The issue is that two read calls are made by this body — once with the inotify FD ifd, and once with the pipe FD socketpair[0]. If data happens to be available both via the pipe and via inotify, then the read from the pipe will corrupt the first few bytes of the inotify event stream! As it happens, the first few bytes of an event denote which watch descriptor the event is for, and so the issue usually manifests as an event being delivered against the wrong directory (or, if the resulting watch descriptor is not actually valid, the event being ignored entirely).

Note that this issue can only occur if you are registering watches while simultaneously receiving events. If your program just sets up some watches at startup and then never registers/cancels watches again you probably won't be affected. This, plus the fact that it is only triggered by registration requests and events arriving very close together, is probably why this bug has gone undetected since the very first release of the WatchService code.

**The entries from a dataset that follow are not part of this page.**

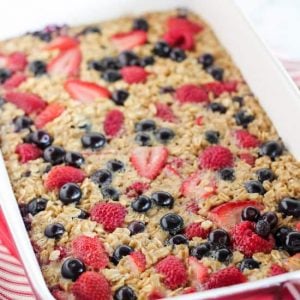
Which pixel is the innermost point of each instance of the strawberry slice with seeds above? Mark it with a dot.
(50, 113)
(67, 63)
(227, 215)
(85, 91)
(62, 43)
(128, 40)
(149, 161)
(29, 103)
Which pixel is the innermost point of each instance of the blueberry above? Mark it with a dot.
(227, 174)
(249, 263)
(93, 140)
(200, 251)
(22, 122)
(54, 231)
(141, 204)
(120, 252)
(163, 199)
(140, 24)
(254, 186)
(119, 97)
(74, 159)
(172, 223)
(272, 149)
(206, 60)
(38, 67)
(109, 192)
(290, 207)
(72, 268)
(250, 213)
(145, 125)
(217, 107)
(36, 205)
(41, 138)
(54, 155)
(102, 177)
(265, 174)
(69, 193)
(177, 55)
(242, 118)
(162, 49)
(111, 75)
(212, 136)
(143, 139)
(136, 227)
(125, 293)
(164, 135)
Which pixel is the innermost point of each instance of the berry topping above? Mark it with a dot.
(110, 215)
(173, 272)
(215, 158)
(60, 175)
(149, 161)
(91, 251)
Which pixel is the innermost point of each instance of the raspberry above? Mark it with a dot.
(215, 158)
(134, 74)
(225, 277)
(113, 122)
(173, 271)
(245, 140)
(28, 152)
(190, 93)
(91, 251)
(247, 241)
(91, 285)
(110, 215)
(60, 175)
(196, 230)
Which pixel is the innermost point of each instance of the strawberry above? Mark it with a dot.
(245, 239)
(227, 215)
(164, 112)
(134, 74)
(14, 81)
(173, 272)
(110, 215)
(29, 103)
(225, 277)
(62, 43)
(195, 187)
(216, 158)
(190, 93)
(128, 40)
(59, 175)
(91, 251)
(85, 91)
(51, 112)
(67, 63)
(91, 285)
(113, 122)
(28, 152)
(149, 161)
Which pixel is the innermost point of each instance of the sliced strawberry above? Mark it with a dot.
(50, 113)
(85, 91)
(199, 186)
(29, 103)
(227, 215)
(66, 63)
(128, 40)
(149, 161)
(62, 43)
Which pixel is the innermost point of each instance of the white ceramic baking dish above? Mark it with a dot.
(266, 77)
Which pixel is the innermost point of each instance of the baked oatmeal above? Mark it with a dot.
(143, 165)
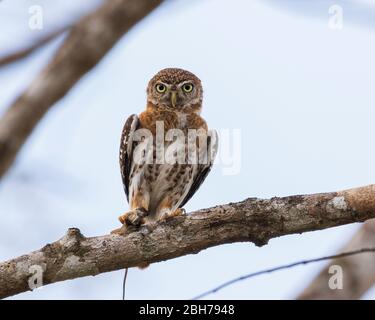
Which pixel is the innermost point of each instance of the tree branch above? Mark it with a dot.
(358, 271)
(87, 43)
(27, 50)
(254, 220)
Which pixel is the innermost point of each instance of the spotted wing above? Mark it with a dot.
(126, 150)
(203, 169)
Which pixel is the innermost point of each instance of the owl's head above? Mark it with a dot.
(175, 89)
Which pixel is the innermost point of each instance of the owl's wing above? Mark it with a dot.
(126, 150)
(203, 169)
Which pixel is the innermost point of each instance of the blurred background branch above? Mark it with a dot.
(27, 50)
(358, 271)
(87, 43)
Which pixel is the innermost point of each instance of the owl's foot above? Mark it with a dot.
(134, 217)
(178, 212)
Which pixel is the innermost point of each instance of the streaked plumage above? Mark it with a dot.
(159, 190)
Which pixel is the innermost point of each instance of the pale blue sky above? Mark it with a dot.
(301, 93)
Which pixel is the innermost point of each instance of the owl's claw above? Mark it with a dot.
(134, 217)
(178, 212)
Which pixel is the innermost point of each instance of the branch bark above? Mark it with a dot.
(253, 220)
(358, 271)
(87, 43)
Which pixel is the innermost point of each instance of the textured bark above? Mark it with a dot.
(88, 41)
(358, 270)
(253, 220)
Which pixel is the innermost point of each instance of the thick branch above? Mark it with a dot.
(358, 270)
(27, 50)
(252, 220)
(84, 47)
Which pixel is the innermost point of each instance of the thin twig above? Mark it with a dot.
(287, 266)
(124, 283)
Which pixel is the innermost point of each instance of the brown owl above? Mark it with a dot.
(167, 151)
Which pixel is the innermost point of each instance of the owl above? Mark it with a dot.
(167, 151)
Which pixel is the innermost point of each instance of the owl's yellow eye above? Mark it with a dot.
(161, 88)
(187, 87)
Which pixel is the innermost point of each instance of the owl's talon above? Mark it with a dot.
(176, 213)
(134, 217)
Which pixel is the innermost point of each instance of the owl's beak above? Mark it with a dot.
(174, 98)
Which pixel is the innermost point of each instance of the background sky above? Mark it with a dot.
(301, 93)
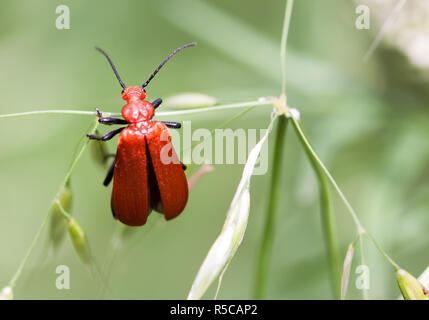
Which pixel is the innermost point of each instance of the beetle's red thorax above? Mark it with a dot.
(137, 109)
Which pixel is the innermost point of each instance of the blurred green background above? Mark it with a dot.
(367, 120)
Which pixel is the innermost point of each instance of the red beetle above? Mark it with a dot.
(147, 174)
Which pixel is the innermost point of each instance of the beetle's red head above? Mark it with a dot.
(133, 93)
(137, 109)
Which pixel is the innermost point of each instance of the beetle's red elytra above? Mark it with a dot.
(142, 181)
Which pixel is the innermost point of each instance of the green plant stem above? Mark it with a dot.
(21, 266)
(328, 225)
(363, 262)
(283, 42)
(260, 102)
(384, 254)
(360, 229)
(268, 233)
(297, 125)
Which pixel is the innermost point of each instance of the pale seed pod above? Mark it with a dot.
(57, 226)
(410, 287)
(79, 240)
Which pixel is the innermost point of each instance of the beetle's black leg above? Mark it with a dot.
(157, 102)
(109, 175)
(109, 120)
(107, 136)
(109, 155)
(173, 125)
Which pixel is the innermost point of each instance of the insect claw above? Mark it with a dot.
(99, 114)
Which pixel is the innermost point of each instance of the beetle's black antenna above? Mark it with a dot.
(113, 66)
(165, 61)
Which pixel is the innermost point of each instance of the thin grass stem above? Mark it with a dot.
(21, 266)
(262, 270)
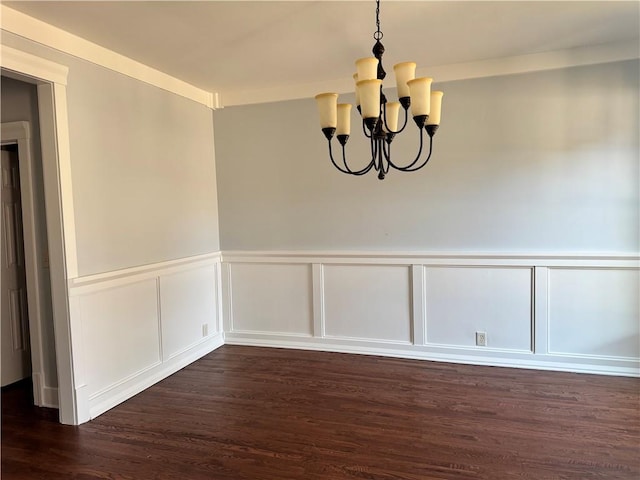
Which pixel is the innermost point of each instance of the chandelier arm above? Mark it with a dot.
(364, 130)
(358, 172)
(344, 159)
(409, 167)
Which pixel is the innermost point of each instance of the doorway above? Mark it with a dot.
(16, 353)
(32, 302)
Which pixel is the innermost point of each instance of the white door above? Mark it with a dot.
(16, 358)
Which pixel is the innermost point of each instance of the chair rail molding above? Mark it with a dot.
(429, 305)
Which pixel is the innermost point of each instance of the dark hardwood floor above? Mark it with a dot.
(257, 413)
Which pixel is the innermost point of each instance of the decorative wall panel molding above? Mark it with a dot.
(563, 312)
(140, 325)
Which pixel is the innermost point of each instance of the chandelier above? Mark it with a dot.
(380, 117)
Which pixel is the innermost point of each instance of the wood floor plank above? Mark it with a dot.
(274, 414)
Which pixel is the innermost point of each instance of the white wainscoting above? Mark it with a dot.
(142, 324)
(556, 312)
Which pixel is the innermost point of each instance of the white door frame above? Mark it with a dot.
(51, 79)
(19, 133)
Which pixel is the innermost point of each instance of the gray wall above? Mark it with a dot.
(19, 102)
(143, 168)
(533, 163)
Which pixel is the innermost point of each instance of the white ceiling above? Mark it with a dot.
(243, 46)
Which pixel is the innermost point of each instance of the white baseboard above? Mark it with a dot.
(50, 397)
(122, 392)
(495, 358)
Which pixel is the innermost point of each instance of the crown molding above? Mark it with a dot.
(573, 57)
(40, 32)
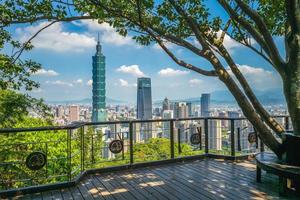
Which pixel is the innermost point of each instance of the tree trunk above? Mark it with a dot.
(292, 82)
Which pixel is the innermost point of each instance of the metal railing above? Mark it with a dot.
(60, 155)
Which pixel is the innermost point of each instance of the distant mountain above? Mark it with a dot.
(269, 97)
(87, 101)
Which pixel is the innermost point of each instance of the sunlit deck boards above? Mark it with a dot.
(204, 179)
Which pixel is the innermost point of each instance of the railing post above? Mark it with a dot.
(178, 138)
(262, 146)
(69, 153)
(82, 147)
(131, 141)
(199, 129)
(239, 139)
(206, 134)
(232, 137)
(172, 138)
(286, 122)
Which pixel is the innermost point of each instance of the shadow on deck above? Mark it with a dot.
(203, 179)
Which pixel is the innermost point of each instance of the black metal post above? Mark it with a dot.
(92, 156)
(46, 173)
(262, 146)
(232, 137)
(178, 138)
(172, 138)
(123, 156)
(69, 154)
(287, 123)
(206, 134)
(131, 141)
(239, 139)
(199, 129)
(83, 148)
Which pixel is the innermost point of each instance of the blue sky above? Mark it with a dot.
(65, 50)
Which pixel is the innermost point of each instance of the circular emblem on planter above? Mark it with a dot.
(252, 137)
(195, 138)
(116, 146)
(36, 160)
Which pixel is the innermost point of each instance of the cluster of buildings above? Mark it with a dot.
(218, 130)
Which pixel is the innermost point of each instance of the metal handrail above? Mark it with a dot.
(76, 125)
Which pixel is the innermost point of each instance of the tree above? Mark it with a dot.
(191, 25)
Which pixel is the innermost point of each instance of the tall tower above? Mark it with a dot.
(144, 99)
(99, 112)
(205, 105)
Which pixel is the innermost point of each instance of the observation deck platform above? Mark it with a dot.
(201, 179)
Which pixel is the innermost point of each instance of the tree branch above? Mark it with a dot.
(18, 53)
(263, 29)
(256, 35)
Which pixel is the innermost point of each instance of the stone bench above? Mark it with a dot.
(271, 164)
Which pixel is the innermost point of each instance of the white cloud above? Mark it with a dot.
(108, 34)
(230, 44)
(131, 69)
(55, 38)
(195, 82)
(169, 45)
(259, 78)
(79, 81)
(124, 83)
(89, 83)
(170, 72)
(44, 72)
(60, 83)
(37, 90)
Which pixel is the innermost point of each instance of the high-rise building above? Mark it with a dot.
(190, 107)
(144, 108)
(214, 134)
(205, 105)
(73, 113)
(167, 114)
(166, 104)
(60, 111)
(180, 110)
(144, 98)
(99, 112)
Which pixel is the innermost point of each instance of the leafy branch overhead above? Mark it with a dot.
(195, 27)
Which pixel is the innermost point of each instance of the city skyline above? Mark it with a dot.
(66, 69)
(99, 83)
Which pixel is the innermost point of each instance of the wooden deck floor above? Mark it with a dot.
(204, 179)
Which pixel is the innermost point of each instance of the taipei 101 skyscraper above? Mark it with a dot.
(99, 110)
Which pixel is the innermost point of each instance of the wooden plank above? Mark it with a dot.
(177, 191)
(136, 193)
(91, 188)
(47, 195)
(75, 193)
(125, 191)
(66, 194)
(84, 192)
(158, 185)
(181, 185)
(101, 189)
(57, 194)
(142, 182)
(36, 196)
(196, 182)
(136, 181)
(211, 181)
(237, 183)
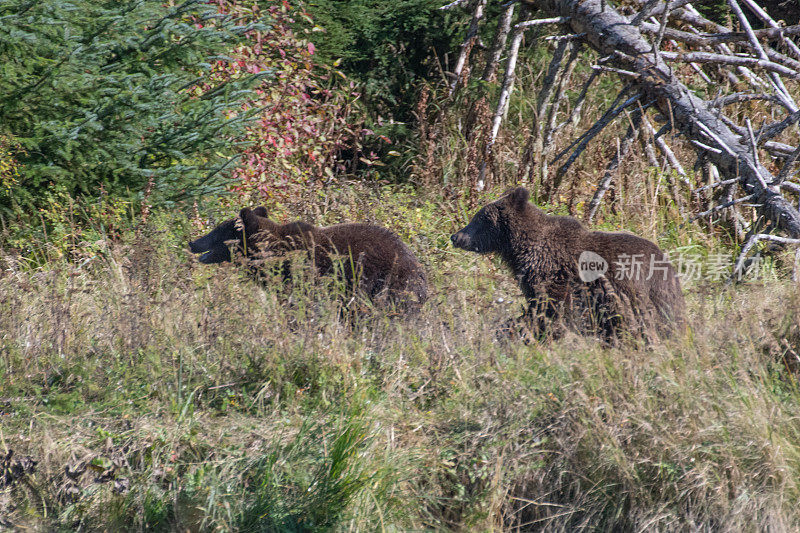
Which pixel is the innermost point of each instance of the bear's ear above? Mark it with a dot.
(249, 221)
(519, 198)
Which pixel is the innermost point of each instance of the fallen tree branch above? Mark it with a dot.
(739, 61)
(773, 130)
(720, 207)
(739, 264)
(469, 42)
(608, 31)
(736, 98)
(611, 170)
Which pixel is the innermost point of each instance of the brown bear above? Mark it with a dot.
(596, 280)
(370, 258)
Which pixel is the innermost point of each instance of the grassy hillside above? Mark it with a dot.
(157, 393)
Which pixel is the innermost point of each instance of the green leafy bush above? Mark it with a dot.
(114, 96)
(387, 46)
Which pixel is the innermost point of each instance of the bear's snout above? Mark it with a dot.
(195, 247)
(461, 240)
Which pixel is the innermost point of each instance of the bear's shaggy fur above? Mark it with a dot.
(370, 258)
(640, 289)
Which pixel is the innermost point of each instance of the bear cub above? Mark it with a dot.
(598, 282)
(371, 259)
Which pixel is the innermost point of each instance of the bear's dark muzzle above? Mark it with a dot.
(461, 240)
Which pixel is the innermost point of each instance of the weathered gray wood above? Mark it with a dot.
(611, 34)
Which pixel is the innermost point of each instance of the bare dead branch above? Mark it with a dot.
(611, 113)
(735, 98)
(723, 183)
(539, 22)
(613, 165)
(779, 150)
(578, 105)
(720, 207)
(787, 166)
(773, 130)
(616, 70)
(760, 13)
(665, 149)
(453, 4)
(499, 43)
(739, 264)
(645, 12)
(469, 42)
(723, 59)
(570, 37)
(584, 139)
(756, 45)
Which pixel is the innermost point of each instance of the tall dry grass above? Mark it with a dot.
(158, 393)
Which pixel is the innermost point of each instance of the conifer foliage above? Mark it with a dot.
(120, 96)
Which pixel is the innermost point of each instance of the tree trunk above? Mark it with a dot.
(611, 34)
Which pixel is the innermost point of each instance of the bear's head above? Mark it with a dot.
(488, 230)
(213, 247)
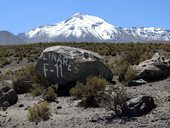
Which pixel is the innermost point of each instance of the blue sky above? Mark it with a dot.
(23, 15)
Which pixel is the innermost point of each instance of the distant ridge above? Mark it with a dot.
(7, 38)
(86, 28)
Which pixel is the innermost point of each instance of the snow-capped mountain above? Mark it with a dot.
(86, 28)
(9, 38)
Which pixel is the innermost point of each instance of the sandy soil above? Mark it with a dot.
(71, 116)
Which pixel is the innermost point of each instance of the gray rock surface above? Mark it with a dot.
(63, 64)
(8, 95)
(136, 82)
(158, 67)
(138, 106)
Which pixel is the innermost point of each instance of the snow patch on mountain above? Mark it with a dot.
(86, 28)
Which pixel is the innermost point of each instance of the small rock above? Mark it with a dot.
(138, 106)
(136, 82)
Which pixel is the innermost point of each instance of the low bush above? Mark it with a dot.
(50, 95)
(39, 112)
(91, 88)
(37, 91)
(130, 74)
(89, 91)
(116, 97)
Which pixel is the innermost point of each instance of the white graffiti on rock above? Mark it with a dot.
(56, 63)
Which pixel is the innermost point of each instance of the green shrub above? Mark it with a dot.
(130, 74)
(50, 95)
(37, 91)
(119, 67)
(90, 89)
(39, 112)
(116, 97)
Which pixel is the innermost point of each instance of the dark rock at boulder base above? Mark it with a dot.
(8, 96)
(136, 82)
(64, 65)
(156, 68)
(138, 106)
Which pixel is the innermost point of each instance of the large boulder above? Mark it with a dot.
(138, 106)
(158, 67)
(62, 65)
(8, 96)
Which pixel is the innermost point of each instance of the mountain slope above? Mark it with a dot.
(9, 38)
(86, 28)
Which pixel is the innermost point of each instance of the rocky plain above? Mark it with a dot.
(146, 86)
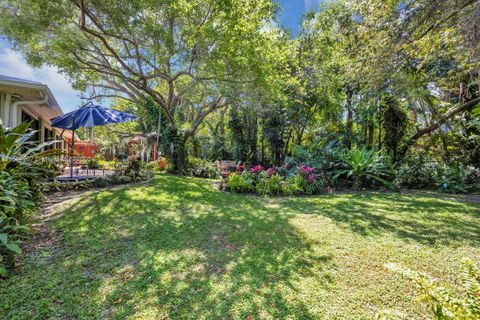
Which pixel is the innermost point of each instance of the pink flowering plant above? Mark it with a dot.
(256, 169)
(271, 171)
(305, 170)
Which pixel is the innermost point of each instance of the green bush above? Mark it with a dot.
(240, 183)
(294, 185)
(93, 163)
(458, 179)
(270, 185)
(416, 172)
(363, 165)
(201, 168)
(444, 303)
(22, 169)
(107, 165)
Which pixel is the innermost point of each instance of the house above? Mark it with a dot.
(25, 100)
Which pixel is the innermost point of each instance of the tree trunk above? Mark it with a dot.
(434, 126)
(349, 126)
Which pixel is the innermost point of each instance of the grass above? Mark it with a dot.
(179, 249)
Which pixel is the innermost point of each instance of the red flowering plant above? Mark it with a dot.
(271, 171)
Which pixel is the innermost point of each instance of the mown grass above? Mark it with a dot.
(179, 249)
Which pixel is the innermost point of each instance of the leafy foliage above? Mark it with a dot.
(364, 164)
(21, 171)
(444, 303)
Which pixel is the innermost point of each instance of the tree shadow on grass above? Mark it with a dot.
(427, 220)
(182, 250)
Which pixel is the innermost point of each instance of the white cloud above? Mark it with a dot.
(14, 65)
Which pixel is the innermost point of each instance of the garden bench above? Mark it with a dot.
(226, 167)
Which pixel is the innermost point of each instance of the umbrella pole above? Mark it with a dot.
(72, 153)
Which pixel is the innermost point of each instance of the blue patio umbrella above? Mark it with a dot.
(89, 115)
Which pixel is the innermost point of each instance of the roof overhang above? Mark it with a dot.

I've worked around this myself by using the inotify API directly via JNA. This reimplementation also let me solve a unrelated WatchService "feature", which is that WatchKey.watchable can point to the wrong path in the event that a directory is renamed. So if you create a directory A, start watching it for EVENT_CREATE events, rename the directory to B, and then create a file B/C the WatchKey.watchable you get from the WatchService will be A rather than B, so naive code will derive the incorrect full path A/C for the new file.

In my implementation, a WatchKey is invalidated if the directory is watches is renamed, so a user of the class has the opportunity to reregister the new path with the correct WatchKey.watchable if they so desire. I think this is much saner behaviour!